Sinpro realiza reunião do Coletivo de Trabalhadoras e Trabalhadores com Deficiência para debater pautas e direitos
Em mais um movimento de organização e fortalecimento da luta por inclusão, o Sinpro promoveu uma reunião do Coletivo de Trabalhadoras e Trabalhadores com Deficiência na última quinta-feira (25/6). O encontro, coordenado pelos diretores Carlos Maciel, Fernando Augusto e Elbia Pires, teve como objetivo principal sanar as dúvidas da categoria em relação ao cumprimento de seus direitos e o combate ao capacitismo junto à Secretaria de Educação (SEE) e construir uma pauta unificada de reivindicações.
Durante a reunião, que teve a participação de Phellip Alexander Alcantara Ponce, os(as) professores(as) e orientadores(as) educacionais presentes apresentaram suas principais inquietações, com destaque para o andamento dos processos relacionados à Fibromialgia e ao Transtorno do Espectro Autista (TEA) nível 1 de suporte. A equipe jurídica do Sinpro esteve presente para esclarecer os principais direitos e legislações que asseguram o(a) educador(a) com deficiência, abordando também o conceito de trabalho assistido, um tema crucial para a efetivação da inclusão no ambiente escolar.

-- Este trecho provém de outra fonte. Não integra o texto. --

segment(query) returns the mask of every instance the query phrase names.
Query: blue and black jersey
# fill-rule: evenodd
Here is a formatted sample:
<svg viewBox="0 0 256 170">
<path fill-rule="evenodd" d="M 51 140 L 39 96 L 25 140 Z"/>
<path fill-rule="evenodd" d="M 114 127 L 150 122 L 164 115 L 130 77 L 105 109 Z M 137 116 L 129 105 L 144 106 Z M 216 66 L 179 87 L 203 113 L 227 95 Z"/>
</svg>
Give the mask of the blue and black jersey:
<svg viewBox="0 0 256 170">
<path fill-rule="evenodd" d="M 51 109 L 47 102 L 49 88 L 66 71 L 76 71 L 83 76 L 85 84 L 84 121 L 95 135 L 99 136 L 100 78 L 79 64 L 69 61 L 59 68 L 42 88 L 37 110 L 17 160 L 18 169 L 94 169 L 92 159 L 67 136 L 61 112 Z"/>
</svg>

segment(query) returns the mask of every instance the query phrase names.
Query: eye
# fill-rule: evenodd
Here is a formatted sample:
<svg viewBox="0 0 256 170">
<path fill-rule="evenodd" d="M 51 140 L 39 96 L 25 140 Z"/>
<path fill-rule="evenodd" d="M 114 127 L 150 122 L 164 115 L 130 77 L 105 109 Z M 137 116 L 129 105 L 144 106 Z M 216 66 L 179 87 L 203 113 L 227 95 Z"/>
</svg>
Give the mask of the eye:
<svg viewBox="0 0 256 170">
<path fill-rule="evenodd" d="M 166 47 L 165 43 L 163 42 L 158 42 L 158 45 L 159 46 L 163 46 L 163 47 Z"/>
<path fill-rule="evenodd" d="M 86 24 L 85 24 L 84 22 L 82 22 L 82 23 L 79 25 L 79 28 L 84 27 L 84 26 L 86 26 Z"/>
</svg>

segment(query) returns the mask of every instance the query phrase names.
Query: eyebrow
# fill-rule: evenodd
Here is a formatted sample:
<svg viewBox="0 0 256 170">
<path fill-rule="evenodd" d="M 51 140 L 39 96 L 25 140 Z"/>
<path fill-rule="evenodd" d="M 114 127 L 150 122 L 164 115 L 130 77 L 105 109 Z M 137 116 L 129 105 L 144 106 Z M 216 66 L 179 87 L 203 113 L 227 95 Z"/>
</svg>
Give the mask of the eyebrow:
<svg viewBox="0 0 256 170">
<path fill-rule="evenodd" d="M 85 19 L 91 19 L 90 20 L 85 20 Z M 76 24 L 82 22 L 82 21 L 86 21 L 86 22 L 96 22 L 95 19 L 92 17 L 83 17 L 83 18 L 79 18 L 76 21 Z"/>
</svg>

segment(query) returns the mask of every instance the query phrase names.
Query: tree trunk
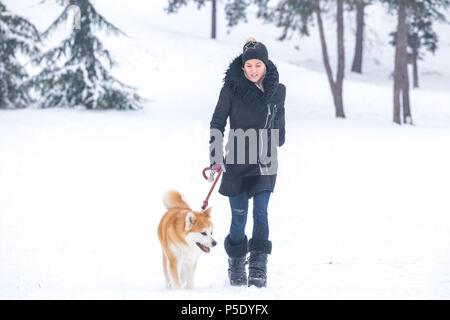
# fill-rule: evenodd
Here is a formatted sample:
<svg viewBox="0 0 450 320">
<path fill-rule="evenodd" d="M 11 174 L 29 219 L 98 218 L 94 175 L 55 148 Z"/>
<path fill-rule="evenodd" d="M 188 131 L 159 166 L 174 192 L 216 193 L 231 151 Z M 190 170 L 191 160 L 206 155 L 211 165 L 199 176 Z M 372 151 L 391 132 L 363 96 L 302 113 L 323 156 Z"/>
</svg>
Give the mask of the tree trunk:
<svg viewBox="0 0 450 320">
<path fill-rule="evenodd" d="M 407 35 L 406 35 L 406 0 L 399 0 L 398 19 L 397 19 L 397 41 L 395 46 L 395 69 L 394 69 L 394 122 L 401 124 L 401 94 L 404 86 L 405 69 L 407 68 Z M 406 79 L 407 80 L 407 79 Z M 409 100 L 403 92 L 403 104 L 405 98 Z"/>
<path fill-rule="evenodd" d="M 216 39 L 216 25 L 217 25 L 217 19 L 216 19 L 216 15 L 217 15 L 217 0 L 211 0 L 211 7 L 212 7 L 212 12 L 211 12 L 211 39 Z"/>
<path fill-rule="evenodd" d="M 352 71 L 362 73 L 363 43 L 364 43 L 364 0 L 356 3 L 356 44 L 353 56 Z"/>
<path fill-rule="evenodd" d="M 336 75 L 336 117 L 345 118 L 344 114 L 344 71 L 345 71 L 345 47 L 344 47 L 344 0 L 337 0 L 337 40 L 338 40 L 338 66 Z"/>
<path fill-rule="evenodd" d="M 419 53 L 417 50 L 414 51 L 412 57 L 412 65 L 413 65 L 413 86 L 415 89 L 419 88 L 419 68 L 417 66 L 417 60 L 419 59 Z"/>
<path fill-rule="evenodd" d="M 325 31 L 323 28 L 322 14 L 320 9 L 320 0 L 317 0 L 316 18 L 319 26 L 320 44 L 322 47 L 322 58 L 327 73 L 328 83 L 333 95 L 333 102 L 336 110 L 337 118 L 345 118 L 344 103 L 342 96 L 342 84 L 344 79 L 344 22 L 343 22 L 343 0 L 337 0 L 338 3 L 338 72 L 337 81 L 334 81 L 333 71 L 331 70 L 330 60 L 328 57 L 327 42 L 325 40 Z M 340 16 L 340 18 L 339 18 Z"/>
</svg>

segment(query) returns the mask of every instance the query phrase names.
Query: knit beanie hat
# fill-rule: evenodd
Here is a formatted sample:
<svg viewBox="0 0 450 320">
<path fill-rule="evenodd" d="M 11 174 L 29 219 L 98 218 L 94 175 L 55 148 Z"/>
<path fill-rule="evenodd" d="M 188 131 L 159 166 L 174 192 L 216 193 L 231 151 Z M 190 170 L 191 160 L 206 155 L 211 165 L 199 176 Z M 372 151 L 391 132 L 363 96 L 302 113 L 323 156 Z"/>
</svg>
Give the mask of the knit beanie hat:
<svg viewBox="0 0 450 320">
<path fill-rule="evenodd" d="M 242 64 L 250 59 L 259 59 L 267 66 L 269 62 L 269 53 L 267 48 L 261 42 L 255 40 L 255 38 L 250 37 L 245 40 L 245 45 L 242 52 Z"/>
</svg>

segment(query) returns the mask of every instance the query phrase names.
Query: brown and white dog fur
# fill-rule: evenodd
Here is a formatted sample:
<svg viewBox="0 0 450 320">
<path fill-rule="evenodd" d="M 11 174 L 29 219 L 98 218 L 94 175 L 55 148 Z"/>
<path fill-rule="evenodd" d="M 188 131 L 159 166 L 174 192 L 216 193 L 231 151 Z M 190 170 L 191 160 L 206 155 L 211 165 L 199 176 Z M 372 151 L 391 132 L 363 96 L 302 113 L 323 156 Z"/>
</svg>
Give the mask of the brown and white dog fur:
<svg viewBox="0 0 450 320">
<path fill-rule="evenodd" d="M 166 288 L 192 289 L 200 254 L 217 244 L 212 237 L 211 208 L 193 211 L 174 190 L 165 194 L 163 202 L 167 212 L 159 223 L 158 237 Z"/>
</svg>

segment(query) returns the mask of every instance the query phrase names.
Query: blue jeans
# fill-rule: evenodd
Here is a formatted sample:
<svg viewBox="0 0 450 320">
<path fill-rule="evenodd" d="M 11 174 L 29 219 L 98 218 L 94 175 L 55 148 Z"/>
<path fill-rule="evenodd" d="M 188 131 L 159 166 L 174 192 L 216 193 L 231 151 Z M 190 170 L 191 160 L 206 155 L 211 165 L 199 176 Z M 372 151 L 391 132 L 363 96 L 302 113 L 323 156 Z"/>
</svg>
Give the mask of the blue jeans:
<svg viewBox="0 0 450 320">
<path fill-rule="evenodd" d="M 267 206 L 270 191 L 261 191 L 253 196 L 253 239 L 269 239 L 269 222 L 267 220 Z M 248 196 L 243 192 L 234 197 L 228 197 L 231 206 L 230 242 L 238 244 L 245 239 L 245 225 L 248 214 Z"/>
</svg>

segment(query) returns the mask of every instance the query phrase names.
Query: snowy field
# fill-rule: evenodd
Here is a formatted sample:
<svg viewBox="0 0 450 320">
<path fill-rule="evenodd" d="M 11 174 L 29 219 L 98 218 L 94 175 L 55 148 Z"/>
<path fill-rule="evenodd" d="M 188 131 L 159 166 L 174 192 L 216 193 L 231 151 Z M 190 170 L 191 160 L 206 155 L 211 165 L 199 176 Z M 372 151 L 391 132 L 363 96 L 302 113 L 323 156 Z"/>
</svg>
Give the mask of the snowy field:
<svg viewBox="0 0 450 320">
<path fill-rule="evenodd" d="M 61 9 L 37 3 L 5 1 L 43 30 Z M 380 7 L 368 13 L 366 72 L 347 67 L 347 119 L 338 120 L 317 32 L 278 42 L 280 30 L 253 21 L 227 34 L 219 11 L 212 41 L 209 7 L 166 16 L 162 0 L 94 3 L 130 36 L 104 37 L 114 74 L 149 101 L 139 111 L 0 112 L 1 299 L 450 299 L 450 26 L 437 26 L 441 48 L 420 62 L 415 125 L 397 126 L 384 45 L 394 19 Z M 228 284 L 230 209 L 215 192 L 219 245 L 201 257 L 193 290 L 168 291 L 162 196 L 179 190 L 200 209 L 223 72 L 250 35 L 267 44 L 287 87 L 268 287 Z"/>
</svg>

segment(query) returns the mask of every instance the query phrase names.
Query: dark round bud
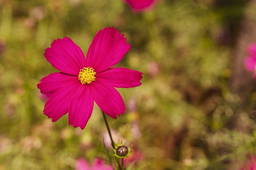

Entre os encaminhamentos do encontro, ficou definida a escolha da bandeira que representará o Coletivo PCD, simbolizando a unidade e a visibilidade do grupo. Além disso, foi estabelecida uma agenda de reuniões para a construção de um documento que será apresentado para a elaboração do Plano Distrital de Educação (PDE), garantindo que as demandas da categoria sejam incorporadas às políticas públicas do Distrito Federal.
Os(as) participantes também elencaram uma série de prioridades que nortearão a atuação do Coletivo, incluindo a elaboração de uma cartilha voltada ao combate ao capacitismo, o fortalecimento da acessibilidade atitudinal na Secretaria de Educação e a garantia da avaliação biopsicossocial como instrumento fundamental para a identificação das necessidades das pessoas com deficiência. O debate também trouxe à tona a preocupação com o despreparo dos setores responsáveis pela saúde ocupacional (SUBSAÚDE) e a necessidade de acompanhamento da legislação sobre fibromialgia, atualmente com tramitação suspensa no âmbito do Governo do Distrito Federal.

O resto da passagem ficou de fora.